En réduisant la facture, Odg s’attaque à la renonciation aux soins – ce phénomène silencieux par lequel des citoyens repoussent, voire abandonnent, une prise en charge médicale jugée trop onéreuse. À Brazzaville, la prévalence de cette renonciation pour des motifs ophtalmologiques avoisinerait 25 %, d’après une enquête universitaire menée en 2022. Donner à voir, c’est enlever un filtre à la participation citoyenne : mieux lire, mieux travailler, mieux apprendre.

Le pari de la sensibilisation pendant les festivités nationales

Si la campagne choisit stratégiquement la période des fêtes d’indépendance, c’est qu’elle capitalise sur une visibilité accrue. Le déploiement de stands mobiles le long du boulevard Alfred-Raoul ainsi que dans les arrondissements périphériques densifie la couverture territoriale. Les équipes, composées d’ophtalmologistes, d’internes en médecine et de volontaires, expliquent le fonctionnement oculaire, distribuent des flyers en français et en lingala, et réalisent des dépistages rapides à l’aide de réfracteurs portatifs.

L’ambiance festive crée un climat d’écoute propice. Les autorités municipales, par la voix du directeur départemental de la Santé, saluent « une synergie exemplaire entre société civile et acteurs étatiques au service du bien-être collectif ». Le dispositif, adossé à un protocole sanitaire rigoureux, contribue également à prévenir la contagion de conjonctivites et autres affections saisonnières, rappelant que la santé visuelle relève autant de la prévention que du correctif.

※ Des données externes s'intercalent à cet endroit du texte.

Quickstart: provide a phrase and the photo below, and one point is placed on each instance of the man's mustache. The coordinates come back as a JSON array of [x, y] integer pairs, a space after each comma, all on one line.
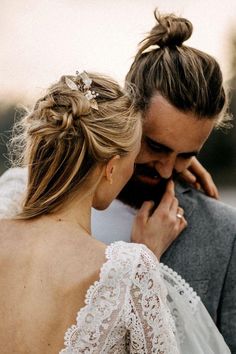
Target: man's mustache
[[146, 170]]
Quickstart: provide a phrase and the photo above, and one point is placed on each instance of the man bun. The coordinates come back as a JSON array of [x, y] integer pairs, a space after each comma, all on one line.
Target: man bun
[[170, 31]]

Vers une pérennisation de l’offre visuelle inclusive

Au-delà de l’événementiel, Odg ambitionne de faire de Lipanda ya Mboka un programme récurrent. Des discussions sont en cours pour étendre le modèle à Pointe-Noire, Dolisie et Ouesso, avec l’appui technique du ministère de la Santé et de partenaires privés. « Nous réfléchissons à un fonds rotatif qui subventionnerait en permanence les montures pour les publics vulnérables », précise Abdel Salanguia.

Dans une perspective de développement humain, la démarche s’inscrit dans les objectifs 3 et 11 de l’Agenda 2063 de l’Union africaine, qui promeuvent la santé pour tous et l’inclusion des villes durables. L’enjeu est de taille : une meilleure acuité visuelle améliore la productivité, réduit les échecs scolaires et renforce l’autonomie des personnes âgées. Autant de leviers susceptibles de dynamiser l’économie nationale tout en consolidant le sentiment d’unité, valeur cardinale du 15 août.

Alors que la clameur des fanfares patriotiques résonne encore sur les berges du fleuve Congo, la campagne s’impose déjà comme un cas d’école de solidarité concrète. En offrant « un regard neuf sur l’indépendance », Lipanda ya Mboka ouvre la voie à un futur où la vision, littérale et symbolique, devient un bien commun accessible à tous.